Sure, it sounds good, doesn’t it?   Maybe if I say it enough, “we are getting into a rhythm,” that maybe we will eventually get there…

Hannah is doing really well.  I would say she is about 75% back to where she was pre-hospitalization.   Well, if you separate the desire and ability to play with her toys, she is at about 95%!  Girl LOVES her toys.

Now that we are weaning down the Keppra (finally weaned off her midday dose), we are noticing more choreathetoid movements, especially at night.  We are going to keep an eye on it for the next few days, and if it still gets worse at night, then I’m going to call her neuro and discuss it with her.  We have 3 more weeks before we are off the Keppra, and perhaps this “third line of defense” drug is actually doing a lot more work on her movements than we thought.

Getting Hannah into the Katie Beckett Program so we can get on Medicaid has been a nightmare.  I dropped off the forms about 5 weeks ago.  First, they screwed up by putting the application under MY name and MY social security number.  Then, they sent it to the wrong office and under a different program that Hannah does not qualify for.   Also, all the additional paperwork that we had walked into the “wrong office” that they accepted had disappeared.  A few days ago, I got a call from one of the supervisors who is going to “hand walk” it to the right office and department and put it under Hannah’s info.    We’ll see how that works out.
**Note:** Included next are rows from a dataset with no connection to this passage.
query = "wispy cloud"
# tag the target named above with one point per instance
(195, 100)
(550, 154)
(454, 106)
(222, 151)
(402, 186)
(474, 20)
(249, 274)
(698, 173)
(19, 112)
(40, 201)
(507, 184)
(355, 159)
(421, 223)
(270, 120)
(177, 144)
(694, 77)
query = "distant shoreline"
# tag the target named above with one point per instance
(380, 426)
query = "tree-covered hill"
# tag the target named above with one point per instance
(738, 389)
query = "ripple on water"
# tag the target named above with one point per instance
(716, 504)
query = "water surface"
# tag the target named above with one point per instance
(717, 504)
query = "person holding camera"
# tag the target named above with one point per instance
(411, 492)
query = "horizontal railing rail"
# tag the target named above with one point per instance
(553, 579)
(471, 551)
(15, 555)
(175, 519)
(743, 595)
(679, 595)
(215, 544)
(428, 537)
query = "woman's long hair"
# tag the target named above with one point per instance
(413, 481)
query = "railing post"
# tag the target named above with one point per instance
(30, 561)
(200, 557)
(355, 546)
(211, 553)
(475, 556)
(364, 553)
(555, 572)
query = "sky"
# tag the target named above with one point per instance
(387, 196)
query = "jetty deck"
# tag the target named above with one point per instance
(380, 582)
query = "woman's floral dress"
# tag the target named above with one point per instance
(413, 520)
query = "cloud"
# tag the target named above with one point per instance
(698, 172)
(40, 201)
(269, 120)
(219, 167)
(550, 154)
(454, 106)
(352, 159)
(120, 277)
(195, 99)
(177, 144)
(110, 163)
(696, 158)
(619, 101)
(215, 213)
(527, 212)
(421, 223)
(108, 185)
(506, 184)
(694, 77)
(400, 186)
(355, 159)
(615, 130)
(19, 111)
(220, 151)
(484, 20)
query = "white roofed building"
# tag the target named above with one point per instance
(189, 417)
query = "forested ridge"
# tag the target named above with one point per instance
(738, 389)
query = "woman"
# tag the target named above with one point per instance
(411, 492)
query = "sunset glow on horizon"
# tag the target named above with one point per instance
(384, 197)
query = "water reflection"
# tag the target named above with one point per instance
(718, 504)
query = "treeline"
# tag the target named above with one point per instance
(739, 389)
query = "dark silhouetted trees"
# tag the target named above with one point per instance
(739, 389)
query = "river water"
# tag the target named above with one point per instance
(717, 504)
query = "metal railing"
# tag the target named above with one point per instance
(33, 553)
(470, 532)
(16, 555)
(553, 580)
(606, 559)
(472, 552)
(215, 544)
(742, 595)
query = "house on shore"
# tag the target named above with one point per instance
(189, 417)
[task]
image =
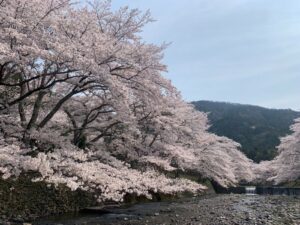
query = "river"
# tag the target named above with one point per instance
(221, 209)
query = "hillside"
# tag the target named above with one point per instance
(256, 128)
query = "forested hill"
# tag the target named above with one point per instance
(256, 128)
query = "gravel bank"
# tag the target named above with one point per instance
(208, 210)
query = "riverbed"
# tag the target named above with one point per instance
(231, 209)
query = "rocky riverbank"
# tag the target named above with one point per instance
(230, 209)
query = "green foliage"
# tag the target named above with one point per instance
(256, 128)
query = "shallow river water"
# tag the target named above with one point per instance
(230, 209)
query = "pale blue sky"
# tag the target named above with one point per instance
(243, 51)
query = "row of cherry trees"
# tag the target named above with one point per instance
(83, 103)
(286, 166)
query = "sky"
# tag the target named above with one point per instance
(241, 51)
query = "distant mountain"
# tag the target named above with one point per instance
(256, 128)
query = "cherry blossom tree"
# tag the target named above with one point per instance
(286, 166)
(82, 98)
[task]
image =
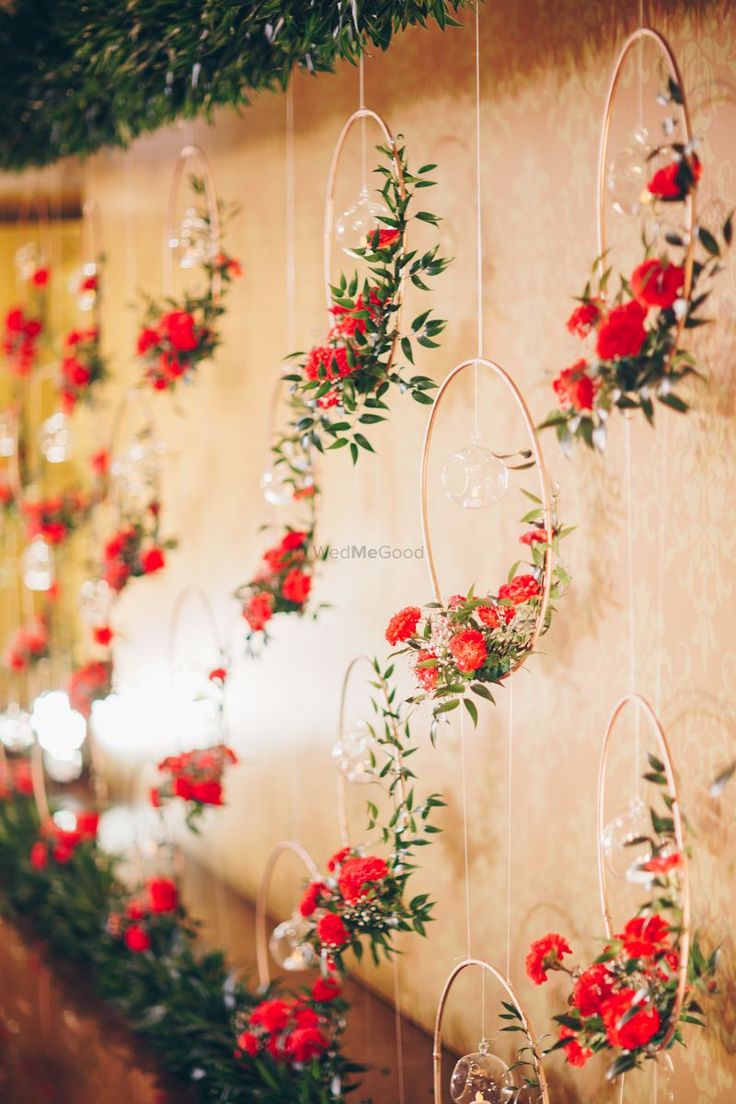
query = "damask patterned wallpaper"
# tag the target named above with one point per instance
(544, 75)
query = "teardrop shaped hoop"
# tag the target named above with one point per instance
(641, 34)
(544, 490)
(188, 155)
(439, 1020)
(362, 113)
(262, 901)
(635, 699)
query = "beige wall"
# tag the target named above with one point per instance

We are also changing our nursing schedule.   In an effort to become more of a family unit, we are making it so there is less time a nurse is here when the kids are here.   We will have nursing during the day while the kids are in school and after they get home from school so we can have time for homework and playdates, but we will have dinner alone and all together.   So instead of Monday thru Sunday, 12 pm to 8 pm, we are going to go to the following schedule:

• Monday thru Wednesday, 8 am to 6 pm
• Thursday, 12 pm to 8 pm (Hannah has her Cerezyme every other Thursday morning)
• Friday, 8 am to 8 pm
• Saturday, 3 pm to 9 pm
• Sunday, no nurse

As for us?  House in Texas still is on the market, Daddy is still unemployed, finances are stressful, counting the days until school starts because the kids are bored and at each other’s throats…. but we are making it through!